Principals and teachers aren't the only ones looking for a way through the new products and choices in education.

Home-schooling parents are the original comparison shoppers. Many took a look at district public schools and private alternatives, decided they didn't like what they saw, and launched out on their own. Many are linking up with other home-schooling parents over the Internet.

Parents seek consultants

The availability of public charter schools (1,200 nationwide and counting) is also generating a need for better information for parents.

Five years ago, there were only a few hundred full-time education consultants in the country and their main interest was helping wealthy parents find a good boarding school. Now, the profession is doubling every year. One of the biggest growth areas is helping parents figure out whether new public charter schools would be a good choice for their kids.

"We're getting 100 requests a month from people who say they are entering the field," says Mark Sklarow, executive director of the Independent Educational Consultants Association, in Fairfax, Va.

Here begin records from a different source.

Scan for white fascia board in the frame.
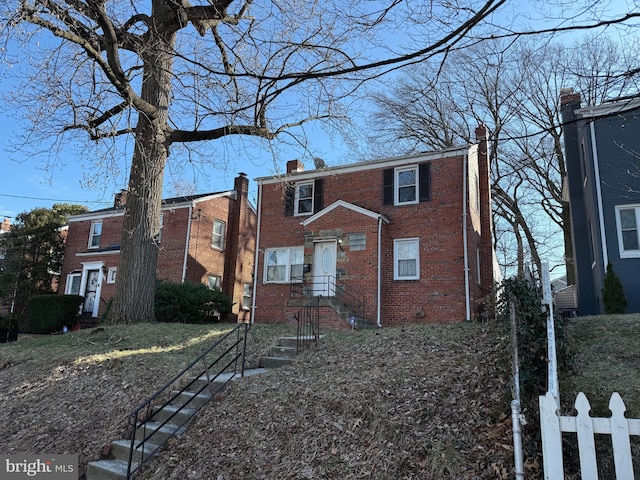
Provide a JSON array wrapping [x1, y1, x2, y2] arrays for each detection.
[[575, 97, 640, 119], [300, 200, 390, 227], [256, 146, 472, 185], [68, 190, 235, 223]]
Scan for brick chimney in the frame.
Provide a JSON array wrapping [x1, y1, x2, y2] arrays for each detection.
[[560, 87, 581, 109], [114, 189, 128, 207], [222, 173, 250, 319], [475, 124, 494, 291], [286, 160, 304, 173]]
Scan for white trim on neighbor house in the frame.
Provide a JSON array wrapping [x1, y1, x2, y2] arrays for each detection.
[[614, 204, 640, 259], [589, 121, 609, 270]]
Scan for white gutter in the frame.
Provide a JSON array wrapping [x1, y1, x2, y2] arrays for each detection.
[[181, 204, 193, 283], [377, 216, 383, 327], [589, 119, 609, 269], [251, 182, 264, 324], [462, 153, 471, 321]]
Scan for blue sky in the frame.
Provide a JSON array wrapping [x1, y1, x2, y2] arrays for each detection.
[[0, 0, 634, 223]]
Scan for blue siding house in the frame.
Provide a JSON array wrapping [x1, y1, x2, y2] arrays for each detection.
[[561, 89, 640, 315]]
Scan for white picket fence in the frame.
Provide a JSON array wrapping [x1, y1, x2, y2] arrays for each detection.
[[539, 391, 640, 479]]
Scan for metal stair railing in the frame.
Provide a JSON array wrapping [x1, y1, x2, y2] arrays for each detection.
[[125, 322, 249, 479], [293, 295, 321, 354], [290, 275, 368, 327]]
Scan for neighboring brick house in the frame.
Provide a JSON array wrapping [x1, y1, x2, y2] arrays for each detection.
[[251, 126, 495, 327], [561, 90, 640, 314], [59, 174, 256, 322]]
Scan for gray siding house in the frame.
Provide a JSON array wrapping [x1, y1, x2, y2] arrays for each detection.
[[561, 90, 640, 315]]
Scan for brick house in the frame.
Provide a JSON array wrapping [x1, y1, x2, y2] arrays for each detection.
[[59, 174, 256, 322], [561, 90, 640, 314], [251, 126, 495, 327]]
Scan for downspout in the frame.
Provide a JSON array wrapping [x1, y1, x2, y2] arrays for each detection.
[[377, 215, 382, 327], [181, 204, 193, 283], [589, 119, 608, 269], [462, 153, 471, 321], [251, 182, 264, 324]]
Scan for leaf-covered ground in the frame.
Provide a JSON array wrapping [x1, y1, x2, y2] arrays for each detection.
[[140, 323, 515, 480], [0, 321, 517, 479]]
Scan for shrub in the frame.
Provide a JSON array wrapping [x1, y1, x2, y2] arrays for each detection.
[[601, 262, 627, 314], [155, 280, 232, 324], [25, 294, 84, 334]]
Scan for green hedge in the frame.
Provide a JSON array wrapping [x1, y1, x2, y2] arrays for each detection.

"The most common call we get is from a parent who has just moved to a new city and wants to know the best school. I tell them, 'I have no idea. I don't know your child.' Every single school is different, and what is a great school for one child could be a disaster for another," he says.

Education consumer Web sites are also gaining ground as a resource. School Wise Press (www.schoolwisepress.com) in San Francisco, for example, constantly updates its profiles of individual schools, as new data are released from the state. Editor and publisher Steve Rees says he started his business after noting that San Francisco had guidebooks for "restaurants, movies, even a guide book to public toilets, but no guidebook for schools.... This was not a good sign for our times."